Object Lessons: Finding Ways to Connect to William & Mary’s Past

The College of William and Mary has been accumulating objects, buildings and memorials for more than 300 years. What can we learn from them in the modern day?

I first learned about the College of William and Mary on a family visit to Colonial Williamsburg when I was 12. After touring the Sir Christopher Wren Building, I assumed that the College was merely a set of preserved buildings rather than an active university. Though I enjoyed history, I couldn’t imagine actually attending an institution that seemed so stuck in the past.

Of course, fate has a sense of humor. Six years later, I ended up enrolling, and what I found here in Williamsburg bears little resemblance to the static museum piece I had imagined. At the same time, I’ve gained a deeper appreciation for how the College chooses to incorporate many parts of its long history, especially as it goes beyond the rose-tinted Revolutionary period portrayed in Colonial Williamsburg. As a historic institution, the College would be doing itself a disservice to ignore its past as it plows ahead into the future.

When I met with Charles Fulcher ’99, the director of Wren operations and events, he took me upstairs to the Blue Room, which was originally used for college officials to meet with students to discuss their academic performance or conduct. As he described student experiences on their way to the room, I found their trepidation deeply relatable. These types of disciplinary meetings still occur at the College today, and knowing that students 300 years ago had similar experiences allowed me to feel more connected to the Wren Building’s long history.

“I describe it as a living, breathing place,” said Fulcher. “It is not an antique tucked behind glass. That is a huge benefit to us as we engage the public in this space ... It's not a place where you have to imagine students having class 200 years ago. Students are doing it right now.”

I was also curious to see how the Wren Building approaches more difficult historical truths, especially in the wake of national shifts regarding how that history is portrayed. After all, the Wren Building itself was built by enslaved people, and many early students at the College brought enslaved children with them to serve as valets.

“To me, it's really important that the complicated history is really just the fuller story,” Fulcher said. “And as the fuller story, it's important that it's just shared as a matter of course ... It's not like we're giving a tour, and we say ‘now is the part of the tour when we talk about the dark stories of our past’ and everything stops. I think it fills out the story and keeps things more related when it's just folded into everything else.”

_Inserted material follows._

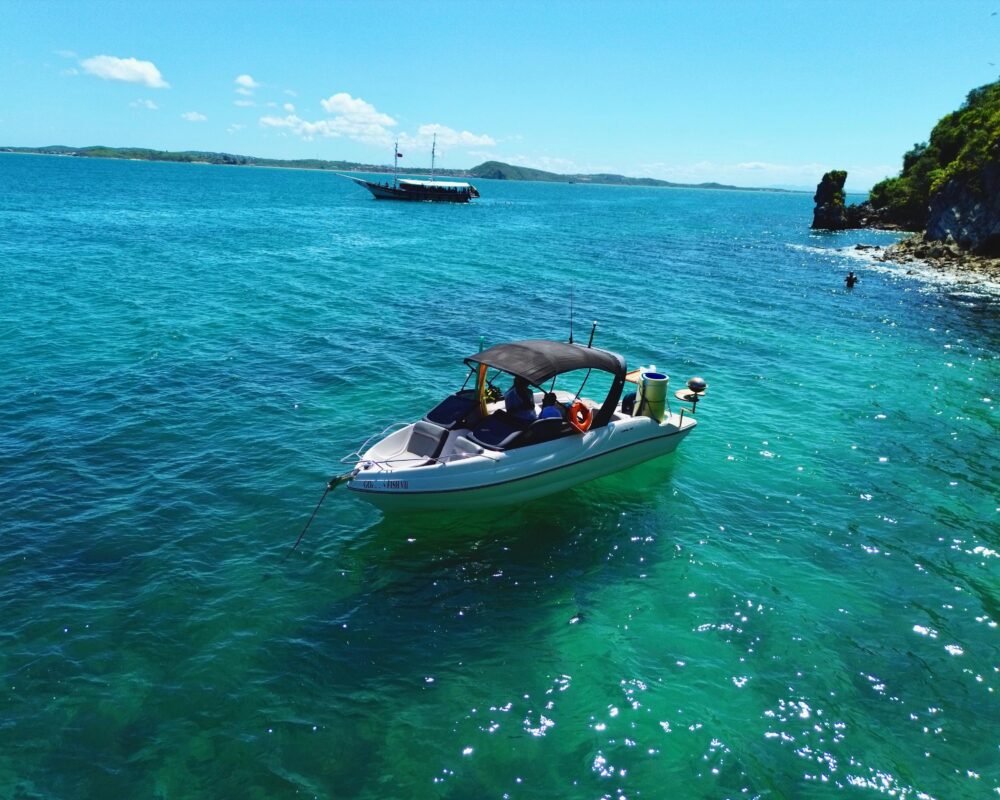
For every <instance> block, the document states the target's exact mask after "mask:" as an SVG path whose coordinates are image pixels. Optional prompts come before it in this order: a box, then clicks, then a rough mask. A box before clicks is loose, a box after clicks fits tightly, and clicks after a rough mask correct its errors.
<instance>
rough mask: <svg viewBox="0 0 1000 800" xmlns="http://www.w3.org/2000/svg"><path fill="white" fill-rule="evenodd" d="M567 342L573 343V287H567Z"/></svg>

One way by which the College examines the fuller picture of its history is through the Lemon Project, which “researches the lives of Africans and African Americans from the 17th century to the present and shares this knowledge on and off campus,” among other goals. Upon speaking with Interim Director Jajuan Johnson about how the Lemon Project engages the public in its work, he said that he frequently meets with representatives of other universities to discuss the research process regarding the Hearth Memorial.

“What was our process like? How are we inclusive in that process? How do we go about the research? How were the decisions made for that site to be chosen, and what's the sustainability of it? ... There’s been so much buy-in at every level, from students, faculty, and community members,” he said.

What resonated with me was the intentionality behind creating a physical addition to the landscape of the College, especially in such proximity to the Wren Building. Johnson also walked me through the Lemon Project’s exhibition near Read and Relax in Earl Gregg Swem Library. By adding physical reminders of the 170 years during which the College relied on the labor of enslaved people and its subsequent participation in racial segregation, the Lemon Project is filling in the historic narrative for the future.

“We still have much work to do, and that's what this journey is about,” said Johnson. “The project is called The Lemon Project: A Journey of Reconciliation. And the reconciliation is not always a destination.”

On the same floor as the Lemon Project’s exhibition lies Special Collections, in which archivists work to ensure that future students will remember the College of today. Rick Mikulski is an instruction librarian at Swem and an interim archivist. When I met with him, I was surprised to learn that he actively introduces new objects representing student life to the archives, such as student publications and performance recordings. The rigorous process that the archivists go through to add these pieces signifies the high regard in which they hold them.

“When a student group gives us materials, we sit with them for maybe half an hour and go through the items, so that when we do put the official description in, we put in the right materials and identify the right people,” he said. “If we need to explain what the event was, we make sure that we have that information down. The big thing is partnering with the organization that created the materials to make sure that the context is correct.” 

These conversations revealed that the College's greatest strength may be its relationship with the tangible. Abstract learning is central to any university, but William and Mary offers something rarer: physical traces of the lives lived here, both in the past and present. The Wren Building, the Hearth Memorial, and objects donated from student organizations don't just preserve the past — they allow it to connect with people in the present.

“Downstairs, we have one of the old desks that was in the Wren Building 100 years ago that students sat in, and there's scribbles on it and graffiti and carvings,”  Mikulski said. “And I think that materiality really connects you to the past in a way that supplements other forms of academic learning. Seeing the desk where students sat and got bored in class and carved their names into it in 1805. There's a connection there that you just don’t get from reading one of the excellent histories of the College.”